Xoçai! Exotic, enticing, and unpronounceable to monolingual English tongues—the perfect name for an expensive chocolate product sold exclusively through multi-level marketing (MLM) using dodgy health claims.

I’ll save you the frustration of continually reading a word you may not be able to sound out: it’s "show-sigh," as in "SHOW me the evidence that this candy bar can do what you claim" and "SIGH, I guess I’ll see myself out."

Xoçai chocolate is sold by MXI Corporation in a variety of products, from solid chocolate nuggets to weight-loss shakes. MXI’s website carefully avoids making any solid claims about the exact health benefits of its healthy chocolate, sticking instead to vague phrases like "antioxidant powerhouse," "diabetic-friendly," "health-promoting" and "all-natural." On the "science" page, the text reads, "science now tells us that cacao and dark, healthy chocolate can support the health of most of the body’s major systems." One might guess from this that you can replace all your blood with chocolate and still mostly function, but I’m unable to find any studies to back this up.

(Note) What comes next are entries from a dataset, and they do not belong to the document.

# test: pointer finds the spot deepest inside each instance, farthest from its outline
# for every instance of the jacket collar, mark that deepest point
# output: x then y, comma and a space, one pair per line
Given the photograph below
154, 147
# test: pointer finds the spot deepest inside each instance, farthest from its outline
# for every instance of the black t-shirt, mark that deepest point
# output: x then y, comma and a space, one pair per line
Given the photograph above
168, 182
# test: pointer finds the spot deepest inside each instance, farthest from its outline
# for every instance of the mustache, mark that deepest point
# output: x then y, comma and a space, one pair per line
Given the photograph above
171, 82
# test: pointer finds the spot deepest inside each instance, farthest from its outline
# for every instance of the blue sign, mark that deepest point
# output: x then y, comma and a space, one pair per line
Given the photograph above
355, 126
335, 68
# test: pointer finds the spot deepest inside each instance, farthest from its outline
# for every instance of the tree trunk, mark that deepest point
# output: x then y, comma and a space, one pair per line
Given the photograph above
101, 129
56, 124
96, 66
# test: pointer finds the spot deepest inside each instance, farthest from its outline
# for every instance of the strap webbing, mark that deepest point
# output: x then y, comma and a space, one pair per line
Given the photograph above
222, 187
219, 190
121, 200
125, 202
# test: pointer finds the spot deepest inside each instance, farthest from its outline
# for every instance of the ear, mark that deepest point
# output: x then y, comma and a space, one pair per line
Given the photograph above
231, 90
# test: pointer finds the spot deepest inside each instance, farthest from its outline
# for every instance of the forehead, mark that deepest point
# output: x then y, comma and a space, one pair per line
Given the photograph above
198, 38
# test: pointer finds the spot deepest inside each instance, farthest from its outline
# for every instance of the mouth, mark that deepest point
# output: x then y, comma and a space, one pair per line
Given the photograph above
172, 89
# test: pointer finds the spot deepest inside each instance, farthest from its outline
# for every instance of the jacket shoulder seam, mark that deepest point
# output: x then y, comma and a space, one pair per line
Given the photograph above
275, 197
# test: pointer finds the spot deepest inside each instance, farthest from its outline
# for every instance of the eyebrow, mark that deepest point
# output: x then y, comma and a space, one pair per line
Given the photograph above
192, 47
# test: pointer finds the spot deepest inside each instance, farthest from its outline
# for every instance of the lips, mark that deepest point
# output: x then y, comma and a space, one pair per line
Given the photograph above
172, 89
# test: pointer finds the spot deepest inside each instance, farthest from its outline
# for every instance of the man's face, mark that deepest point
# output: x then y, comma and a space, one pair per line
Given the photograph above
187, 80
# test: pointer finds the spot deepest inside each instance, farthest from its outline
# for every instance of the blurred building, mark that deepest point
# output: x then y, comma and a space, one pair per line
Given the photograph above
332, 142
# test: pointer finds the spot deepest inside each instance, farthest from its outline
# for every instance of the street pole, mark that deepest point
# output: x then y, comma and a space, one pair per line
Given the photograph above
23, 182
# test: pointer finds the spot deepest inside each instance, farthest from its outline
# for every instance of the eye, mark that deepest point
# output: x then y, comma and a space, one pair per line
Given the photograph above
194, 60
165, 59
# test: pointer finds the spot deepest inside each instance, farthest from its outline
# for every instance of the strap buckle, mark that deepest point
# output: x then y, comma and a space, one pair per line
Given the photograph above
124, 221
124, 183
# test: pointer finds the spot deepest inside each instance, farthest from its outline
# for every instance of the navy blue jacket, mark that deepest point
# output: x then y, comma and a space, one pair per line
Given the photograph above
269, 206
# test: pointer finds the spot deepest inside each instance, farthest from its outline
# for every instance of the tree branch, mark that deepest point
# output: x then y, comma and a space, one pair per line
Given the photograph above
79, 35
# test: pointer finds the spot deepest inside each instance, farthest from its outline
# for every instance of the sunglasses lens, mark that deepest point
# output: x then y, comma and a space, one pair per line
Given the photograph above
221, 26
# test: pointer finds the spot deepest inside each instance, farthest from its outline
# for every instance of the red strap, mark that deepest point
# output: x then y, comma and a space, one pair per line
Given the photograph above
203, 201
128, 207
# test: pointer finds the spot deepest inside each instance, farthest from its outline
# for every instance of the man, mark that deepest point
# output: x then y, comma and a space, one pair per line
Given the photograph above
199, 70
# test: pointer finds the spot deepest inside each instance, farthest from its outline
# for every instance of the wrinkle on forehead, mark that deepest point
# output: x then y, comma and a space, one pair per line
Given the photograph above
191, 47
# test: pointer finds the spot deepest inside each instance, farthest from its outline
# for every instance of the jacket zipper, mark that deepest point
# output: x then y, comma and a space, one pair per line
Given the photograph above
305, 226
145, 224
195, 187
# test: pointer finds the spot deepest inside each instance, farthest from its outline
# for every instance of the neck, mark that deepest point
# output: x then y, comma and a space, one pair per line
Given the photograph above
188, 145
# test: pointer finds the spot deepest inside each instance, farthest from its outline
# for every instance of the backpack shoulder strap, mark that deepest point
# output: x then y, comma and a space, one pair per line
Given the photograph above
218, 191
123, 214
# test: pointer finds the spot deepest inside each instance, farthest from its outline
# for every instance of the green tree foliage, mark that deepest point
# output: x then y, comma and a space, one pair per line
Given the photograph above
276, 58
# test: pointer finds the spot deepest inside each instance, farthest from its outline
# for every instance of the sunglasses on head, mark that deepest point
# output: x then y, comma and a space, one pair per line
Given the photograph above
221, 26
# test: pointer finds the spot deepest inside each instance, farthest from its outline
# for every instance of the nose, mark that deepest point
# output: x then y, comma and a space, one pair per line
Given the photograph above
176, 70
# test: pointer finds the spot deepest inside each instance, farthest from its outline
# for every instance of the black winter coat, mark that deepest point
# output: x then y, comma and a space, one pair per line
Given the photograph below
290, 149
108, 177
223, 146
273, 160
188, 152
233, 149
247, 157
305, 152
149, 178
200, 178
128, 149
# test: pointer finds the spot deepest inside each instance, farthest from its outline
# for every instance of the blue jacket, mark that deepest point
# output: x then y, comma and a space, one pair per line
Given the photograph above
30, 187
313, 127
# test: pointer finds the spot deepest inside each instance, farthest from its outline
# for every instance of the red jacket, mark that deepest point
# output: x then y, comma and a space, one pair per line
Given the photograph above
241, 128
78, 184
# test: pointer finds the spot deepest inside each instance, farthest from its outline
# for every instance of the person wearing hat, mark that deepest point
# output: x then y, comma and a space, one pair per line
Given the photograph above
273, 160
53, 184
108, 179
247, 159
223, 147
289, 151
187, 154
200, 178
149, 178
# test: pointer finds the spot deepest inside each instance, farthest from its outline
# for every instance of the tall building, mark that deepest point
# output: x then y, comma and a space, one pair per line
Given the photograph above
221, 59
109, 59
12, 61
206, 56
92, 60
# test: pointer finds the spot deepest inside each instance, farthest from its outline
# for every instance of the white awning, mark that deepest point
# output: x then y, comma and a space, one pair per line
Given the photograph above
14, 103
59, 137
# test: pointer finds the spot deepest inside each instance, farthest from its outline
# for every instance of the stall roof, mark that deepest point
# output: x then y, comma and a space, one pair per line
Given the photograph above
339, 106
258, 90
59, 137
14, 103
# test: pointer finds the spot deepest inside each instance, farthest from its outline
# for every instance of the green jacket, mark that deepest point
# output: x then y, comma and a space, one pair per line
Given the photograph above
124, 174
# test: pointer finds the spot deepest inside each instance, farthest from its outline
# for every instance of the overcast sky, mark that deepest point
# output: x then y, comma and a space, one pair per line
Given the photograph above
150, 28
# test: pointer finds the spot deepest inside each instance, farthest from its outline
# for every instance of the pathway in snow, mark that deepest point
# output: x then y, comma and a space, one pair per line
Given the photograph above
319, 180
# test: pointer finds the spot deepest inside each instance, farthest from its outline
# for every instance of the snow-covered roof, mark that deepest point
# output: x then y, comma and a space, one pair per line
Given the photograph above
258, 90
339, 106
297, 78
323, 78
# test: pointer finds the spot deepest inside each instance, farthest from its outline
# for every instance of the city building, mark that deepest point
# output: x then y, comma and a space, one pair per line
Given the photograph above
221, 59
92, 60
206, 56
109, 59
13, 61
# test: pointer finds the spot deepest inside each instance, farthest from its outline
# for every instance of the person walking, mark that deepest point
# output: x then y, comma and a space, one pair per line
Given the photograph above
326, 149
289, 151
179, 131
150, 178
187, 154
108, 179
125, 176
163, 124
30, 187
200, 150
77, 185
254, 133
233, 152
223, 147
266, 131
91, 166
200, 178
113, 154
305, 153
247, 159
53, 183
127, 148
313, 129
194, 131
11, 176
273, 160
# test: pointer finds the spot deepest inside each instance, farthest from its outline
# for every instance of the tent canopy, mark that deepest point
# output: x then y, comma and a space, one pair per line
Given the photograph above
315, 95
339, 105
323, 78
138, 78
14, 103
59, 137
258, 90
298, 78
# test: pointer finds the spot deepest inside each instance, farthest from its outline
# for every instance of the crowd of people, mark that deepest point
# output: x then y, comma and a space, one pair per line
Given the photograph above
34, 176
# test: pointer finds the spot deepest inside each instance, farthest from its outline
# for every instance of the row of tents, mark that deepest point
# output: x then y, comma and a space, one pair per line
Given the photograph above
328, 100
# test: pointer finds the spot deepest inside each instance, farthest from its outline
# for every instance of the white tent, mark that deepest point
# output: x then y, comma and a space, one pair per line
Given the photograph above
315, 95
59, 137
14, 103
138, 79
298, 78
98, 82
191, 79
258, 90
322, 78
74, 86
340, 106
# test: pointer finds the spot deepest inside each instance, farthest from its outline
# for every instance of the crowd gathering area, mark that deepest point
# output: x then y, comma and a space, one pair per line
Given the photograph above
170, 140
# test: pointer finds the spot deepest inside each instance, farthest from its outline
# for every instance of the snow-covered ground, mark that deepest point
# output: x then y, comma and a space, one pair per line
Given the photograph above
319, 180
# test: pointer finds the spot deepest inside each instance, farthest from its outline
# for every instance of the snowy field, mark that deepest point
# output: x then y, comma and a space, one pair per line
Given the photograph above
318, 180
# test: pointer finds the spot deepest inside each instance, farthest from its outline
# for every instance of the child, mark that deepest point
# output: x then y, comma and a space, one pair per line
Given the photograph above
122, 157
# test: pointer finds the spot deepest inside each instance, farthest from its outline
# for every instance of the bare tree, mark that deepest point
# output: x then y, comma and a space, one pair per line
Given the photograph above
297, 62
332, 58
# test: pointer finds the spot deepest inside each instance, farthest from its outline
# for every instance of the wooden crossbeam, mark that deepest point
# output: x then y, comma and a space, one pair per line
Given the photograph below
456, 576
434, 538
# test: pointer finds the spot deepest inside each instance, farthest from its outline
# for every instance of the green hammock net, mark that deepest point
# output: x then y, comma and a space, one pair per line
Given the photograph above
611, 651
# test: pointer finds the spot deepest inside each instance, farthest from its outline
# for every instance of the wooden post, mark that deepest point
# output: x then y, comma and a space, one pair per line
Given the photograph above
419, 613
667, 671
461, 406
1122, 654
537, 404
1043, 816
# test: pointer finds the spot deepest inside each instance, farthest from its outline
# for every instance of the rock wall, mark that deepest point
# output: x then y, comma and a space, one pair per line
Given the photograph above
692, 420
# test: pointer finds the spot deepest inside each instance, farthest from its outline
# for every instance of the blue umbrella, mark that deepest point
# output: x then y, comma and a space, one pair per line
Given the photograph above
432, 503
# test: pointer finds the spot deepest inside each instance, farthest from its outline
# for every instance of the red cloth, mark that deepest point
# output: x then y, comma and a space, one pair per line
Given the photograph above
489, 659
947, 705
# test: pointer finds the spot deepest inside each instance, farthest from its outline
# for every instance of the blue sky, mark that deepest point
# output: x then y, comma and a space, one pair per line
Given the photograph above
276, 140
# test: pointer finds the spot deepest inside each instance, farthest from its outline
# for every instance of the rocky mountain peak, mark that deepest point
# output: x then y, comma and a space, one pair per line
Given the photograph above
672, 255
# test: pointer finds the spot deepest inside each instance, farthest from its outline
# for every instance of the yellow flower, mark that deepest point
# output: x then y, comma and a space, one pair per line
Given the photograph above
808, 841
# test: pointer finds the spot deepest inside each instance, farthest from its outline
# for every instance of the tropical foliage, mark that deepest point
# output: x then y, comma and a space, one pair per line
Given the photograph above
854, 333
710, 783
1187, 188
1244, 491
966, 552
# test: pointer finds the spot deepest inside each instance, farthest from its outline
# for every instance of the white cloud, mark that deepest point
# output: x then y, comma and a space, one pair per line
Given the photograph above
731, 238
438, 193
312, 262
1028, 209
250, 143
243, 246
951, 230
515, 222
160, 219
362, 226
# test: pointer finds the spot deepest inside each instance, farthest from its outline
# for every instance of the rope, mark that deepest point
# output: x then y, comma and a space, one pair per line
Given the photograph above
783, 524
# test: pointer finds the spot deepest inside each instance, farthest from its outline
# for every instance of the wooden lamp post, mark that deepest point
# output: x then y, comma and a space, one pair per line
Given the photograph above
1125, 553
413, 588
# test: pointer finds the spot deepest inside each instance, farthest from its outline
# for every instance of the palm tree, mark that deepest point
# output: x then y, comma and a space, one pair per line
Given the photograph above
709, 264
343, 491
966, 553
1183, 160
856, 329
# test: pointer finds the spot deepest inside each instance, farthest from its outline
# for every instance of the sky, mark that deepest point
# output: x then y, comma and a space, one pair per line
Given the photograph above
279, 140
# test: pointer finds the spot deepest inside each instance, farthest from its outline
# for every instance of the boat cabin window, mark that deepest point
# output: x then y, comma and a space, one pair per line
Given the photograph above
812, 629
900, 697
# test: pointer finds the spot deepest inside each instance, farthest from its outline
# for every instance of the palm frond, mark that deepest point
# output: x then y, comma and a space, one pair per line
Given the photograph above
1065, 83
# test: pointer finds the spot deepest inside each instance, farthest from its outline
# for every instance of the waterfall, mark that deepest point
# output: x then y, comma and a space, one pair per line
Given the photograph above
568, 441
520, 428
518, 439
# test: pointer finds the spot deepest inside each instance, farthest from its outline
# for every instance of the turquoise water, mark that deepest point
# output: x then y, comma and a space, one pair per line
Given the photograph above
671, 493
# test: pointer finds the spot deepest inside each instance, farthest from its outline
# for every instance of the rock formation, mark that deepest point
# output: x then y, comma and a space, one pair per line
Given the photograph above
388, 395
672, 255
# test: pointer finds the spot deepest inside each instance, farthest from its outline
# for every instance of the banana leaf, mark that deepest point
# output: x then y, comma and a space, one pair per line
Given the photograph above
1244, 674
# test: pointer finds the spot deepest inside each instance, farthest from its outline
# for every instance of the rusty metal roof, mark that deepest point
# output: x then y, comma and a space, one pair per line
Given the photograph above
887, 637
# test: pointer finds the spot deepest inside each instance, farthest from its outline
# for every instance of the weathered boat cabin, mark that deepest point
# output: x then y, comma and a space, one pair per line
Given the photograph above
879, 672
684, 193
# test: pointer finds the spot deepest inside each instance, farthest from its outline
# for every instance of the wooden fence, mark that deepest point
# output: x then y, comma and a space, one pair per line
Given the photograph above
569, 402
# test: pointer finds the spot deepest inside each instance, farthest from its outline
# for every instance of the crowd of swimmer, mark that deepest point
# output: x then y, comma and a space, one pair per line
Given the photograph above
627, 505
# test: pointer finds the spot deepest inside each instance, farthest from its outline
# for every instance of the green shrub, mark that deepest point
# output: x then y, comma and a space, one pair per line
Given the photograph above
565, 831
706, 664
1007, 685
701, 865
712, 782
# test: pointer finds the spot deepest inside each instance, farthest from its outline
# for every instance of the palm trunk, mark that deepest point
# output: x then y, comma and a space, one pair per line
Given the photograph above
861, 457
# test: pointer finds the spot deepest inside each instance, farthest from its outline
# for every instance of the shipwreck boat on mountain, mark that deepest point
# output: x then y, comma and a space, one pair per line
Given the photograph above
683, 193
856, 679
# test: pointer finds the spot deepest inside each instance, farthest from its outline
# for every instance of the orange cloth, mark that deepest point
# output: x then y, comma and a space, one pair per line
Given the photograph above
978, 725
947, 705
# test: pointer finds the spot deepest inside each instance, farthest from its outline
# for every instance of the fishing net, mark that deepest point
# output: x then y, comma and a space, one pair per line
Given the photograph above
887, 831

Those claims pale in comparison to the assertions of Xoçai distributors, though. Xoçai is sold using multi-level marketing, which is like a pyramid scheme only legal, since there’s a product to be bought and sold. It works the same way, though: you sell the chocolate to your friends and convince them to start selling chocolate, too. Then, you make a percentage of everything they sell, and a percentage of everything sold by anyone they recruit. It’s a great idea provided you have a lot of friends with a lot of money who really love chocolate.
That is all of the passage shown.